The devil gets it first - crawler at the start, he'll be a crawler forever. Woman will now have pain in childbirth and while she will love her husband, she will fall victim to male pride and will be lorded over - a feminist statement in Genesis which tells us that the oppression of women by men is wrong, but a result of the fall - that wonderful bond is wounded. The man too will suffer: now he will have to work hard with little return - the world will now be a harsh place and in the end: death.
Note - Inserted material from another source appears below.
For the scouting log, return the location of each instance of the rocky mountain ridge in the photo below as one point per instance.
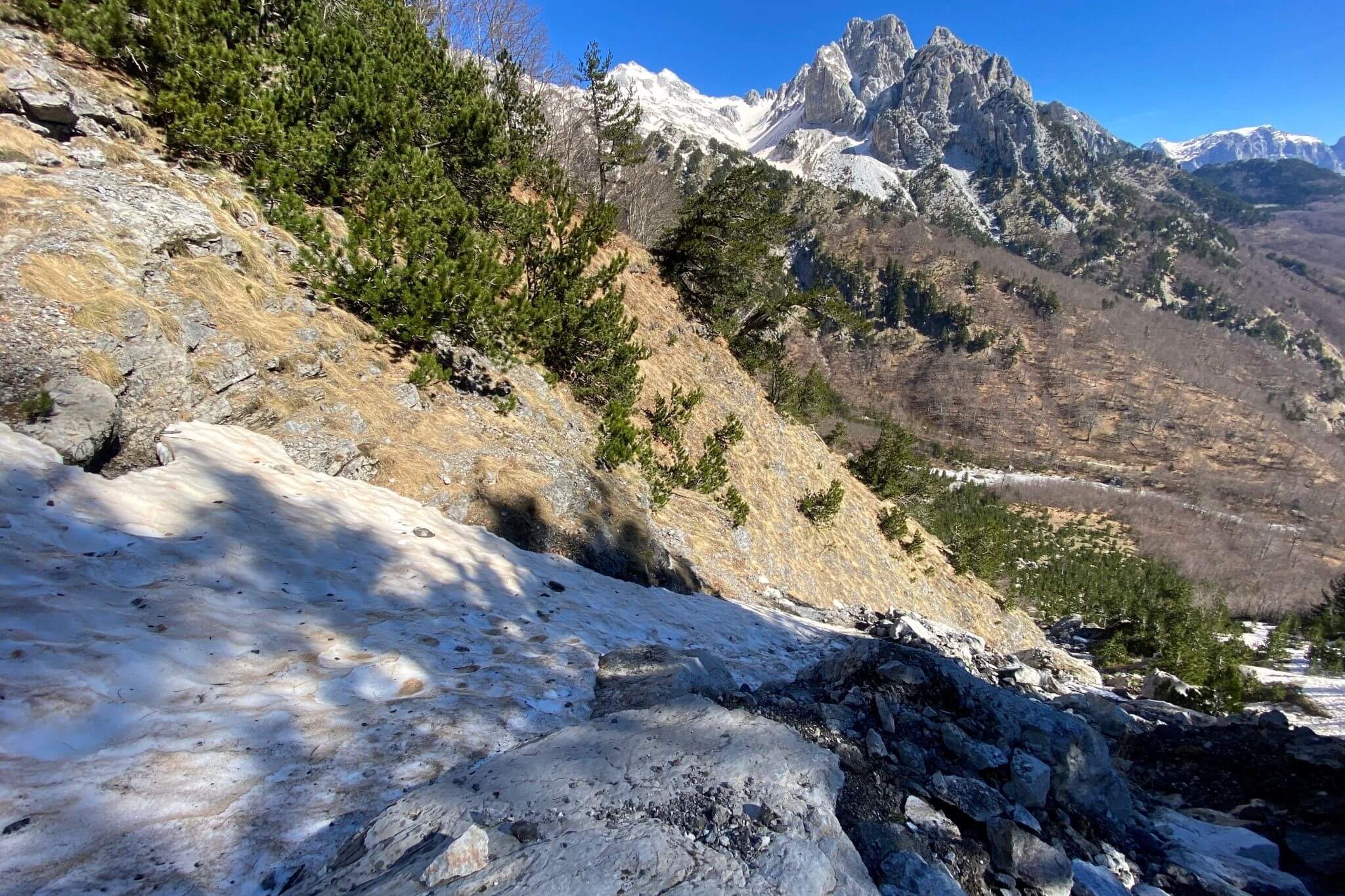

It is an awful curse. You might ask why God did this - surely he should have forgiven them seeing as he is the God of love? He does, he provides for mercy, we will look at it in a minute. But he must also respect their free will. Adam and Eve chose to do what they did - they disobeyed him, they wanted to become like God, so now he respects that decision - let them be gods. But seeing as they are not divine, they do not have what he has, they cannot transform the world into a paradise nor cheat death. Now they are in charge and suddenly their powerlessness is revealed.
But there is mercy. As he passes sentence, God speaks of the Redeemer in 3:15. This verse is the Proto-evangelium, the first Gospel, the prophecy of the coming of Christ, and also a reference to Our Lady, the new Eve who will be conceived sinless. The tragedy has a happy ending in Christ and, most wonderfully, an even better outcome. "O happy fault", St Augustine sings, "that merited such a Redeemer!"
God did not abandon them, and this is a consolation. As they prepare to leave Eden, he clothes them: a symbol that he loves them dearly and is with them even in the midst of the world. Eden is closed, but outside, in the wilderness, he is present and there lies the promise of a return.